Oh, school, I'm just about to loathe you once again.
Tuesday, August 23, 2005
Monday, August 15, 2005
Weddings, weddings, oh how I want one!
So a couple posts ago, I was talking about how I really just want to get married, right? Well... now, times that by like a million and a half.
I went to the cutest wedding ever this weekend, and now I just want that to be me! Add to that the fact that I re-read all three of the Christy Miller in college books this week... lol Yeah, I guess I'm pretty pathetic. Oh well.
But seriously, that wedding is on the top ten, maybe five, most beautiful things I've ever seen. It was also cool, because I know, or at least have met, almost every person who was in the wedding. Stephen was crying from the moment he first saw Joy. And the look on his face when those doors opened (right before he started crying)... that boy is so crazy for that girl, and you could tell he thought there could never be anyone as beautiful as the girl he was about to marry. Her dad placed her hands in Stephen's, kissed his daughter on the cheek, then grabbed Stephen's head and kissed him on the cheek, too. That made people giggle. Soon, they were both crying. Stephen wiped his eyes with the handkercheif he had, then wiped Joy's eyes, too. Throughout the whole ceremony, they were just looking at each other, gazing into each others eyes and smiling. Stephen's three sisters sang a couple songs, very beautifully, I might add. Stephen's dad was his best man; Joy's sister was her maid of honor. I don't know what else to say about it except for that it was just wonderful and beautiful and the best thing of the whole summer. Maybe I'm just biased because the people that got married are two of my favorite people ever... But I cried. That alone should tell you it was just amazing. Alright, I'm done and going to bed. I'll leave you with one last comment: check out the band Mae if you've never heard of them. They are my new favorite band at the moment. Simply amazing.
Sunday, August 07, 2005
Wednesday, August 03, 2005
My goal in life, in a nutshell...
So last night, I was talking to a friend about what I want to "be when I grow up." We didn't put it in those words, but that's really what it was. And all I could think of was that I really really really just want to be a mom.
That probably sounds kinda weird coming from a 17-year-old, especially in today's society. I mean, these days, it's all about women having their own jobs and supporting themselves, and a lot of the time, stay at home moms aren't held all that highly on the scale. Honestly, I think I look up to them more. They have to work every bit as hard, just in a different setting, different ways, and all that stuff.

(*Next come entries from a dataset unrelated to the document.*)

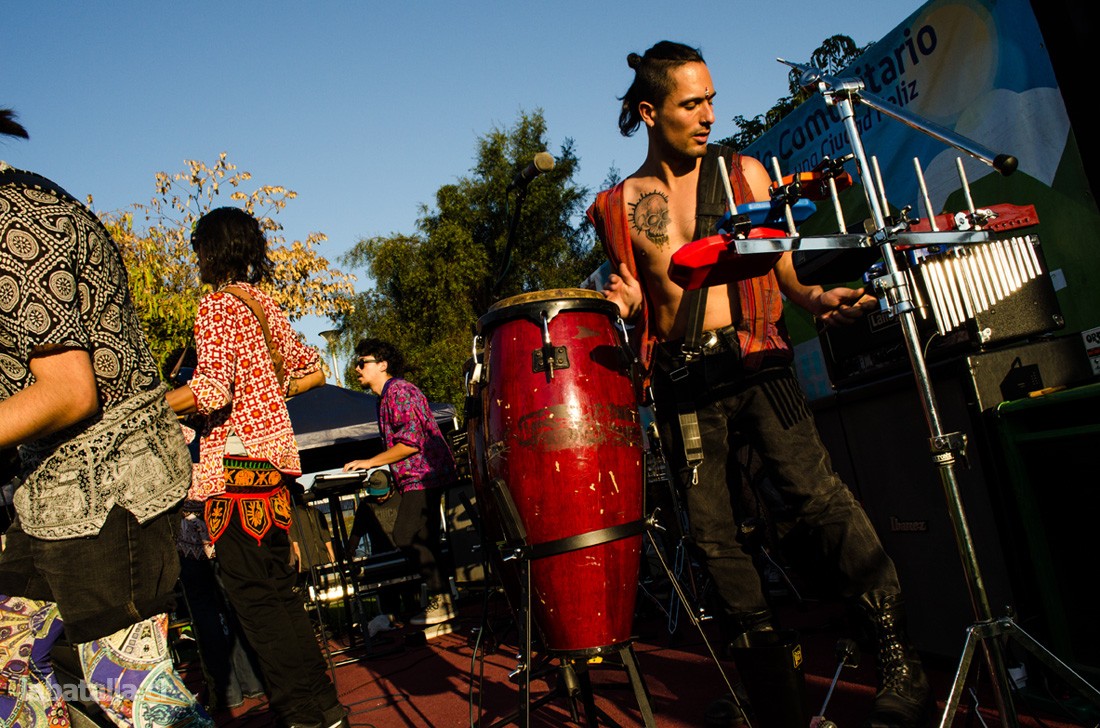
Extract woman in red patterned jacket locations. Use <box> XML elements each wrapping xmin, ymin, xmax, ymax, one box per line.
<box><xmin>168</xmin><ymin>208</ymin><xmax>347</xmax><ymax>728</ymax></box>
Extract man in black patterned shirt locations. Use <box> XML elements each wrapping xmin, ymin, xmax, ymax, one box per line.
<box><xmin>0</xmin><ymin>109</ymin><xmax>213</xmax><ymax>726</ymax></box>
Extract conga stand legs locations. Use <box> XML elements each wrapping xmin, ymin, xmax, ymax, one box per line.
<box><xmin>490</xmin><ymin>478</ymin><xmax>663</xmax><ymax>728</ymax></box>
<box><xmin>803</xmin><ymin>76</ymin><xmax>1100</xmax><ymax>728</ymax></box>
<box><xmin>646</xmin><ymin>519</ymin><xmax>751</xmax><ymax>728</ymax></box>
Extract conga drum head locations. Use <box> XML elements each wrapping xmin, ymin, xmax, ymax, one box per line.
<box><xmin>477</xmin><ymin>288</ymin><xmax>618</xmax><ymax>333</ymax></box>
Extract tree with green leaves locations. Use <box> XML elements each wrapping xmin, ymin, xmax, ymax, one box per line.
<box><xmin>99</xmin><ymin>152</ymin><xmax>354</xmax><ymax>371</ymax></box>
<box><xmin>718</xmin><ymin>35</ymin><xmax>870</xmax><ymax>151</ymax></box>
<box><xmin>339</xmin><ymin>110</ymin><xmax>602</xmax><ymax>406</ymax></box>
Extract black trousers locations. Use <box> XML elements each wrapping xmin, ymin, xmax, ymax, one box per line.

Thankfully, I have my very good friend and Twinny Winny, Katie. She and I are so much alike (hence the fact that she's my Twinny Winny). We already knew that, but then at camp this past week, we found out so many more things. It's actually scary how alike we are. Anyway, we both share the desire to just get married and have families and be moms. I am looking forward so much to getting married. I am more excited about it than a lot of other people I've talked to about it. And it's not just for the "perks" of it or whatever. Yeah, you know that you know what I mean. I really just want to have someone I can always go to, someone I know I'll always have with me, someone I can trust more than anyone else, someone I can be completely myself around, someone who will always love me, someone I can just have a good time with, even if we aren't doing anything, someone I can just be with and be completely happy ("I'm just happy. I don't think I've ever felt that before."). That's not my whole list, but I think it's enough at the moment. And Katie feels the same way. The kinda funny part is, neither of us have ever had a boyfriend. Our counselor at camp was really surprised to hear that we're so ready to get married. She said that she wasn't ready to until she was going out with the man who became her husband. And here we are, never having had a boyfriend and totally ready for it. Haha, and then there was Kara's answer. We asked her if she was excited to get married, and she said, "Umm... terrified is more the word that comes to mind for me!" I don't know. I just really want to get married. I know I am going to bawl when I go to Stephen and Joy's wedding (ten days!!!), and then Jeremy and Pam's wedding in September. And the main reason would probably be because I just want that to be me.
The same thing happens when I'm watching a movie or tv or something and a woman becomes a mother. It probably seems pathetic, but I seriously tear up, because I want that so badly and it just like touches me. I just want to have kids and be a mom. I love kids. I am so ready to have my own family. Kelly is my friend who I really look up to. She's like ten years older than me; actually, I don't think even that many. But maybe. I don't remember for sure. So yeah, she is my youth group leader person, but before that, she is a mom. She loves her kids so much, and they are her main priority. Her kids are some of my favorite ever, I'm seriously going to steal them eventually. Well, no, I wouldn't. But I want to be like her. I guess I'd have to say she is one of my biggest role models.
Anyway. I am exhausted, since I'm sick, so I really need to stop writing and go to bed. Haha, I hope that wasn't horribly long and boring and pointless to everyone except for me. I'll feel special if you read it. Okay, later, guys.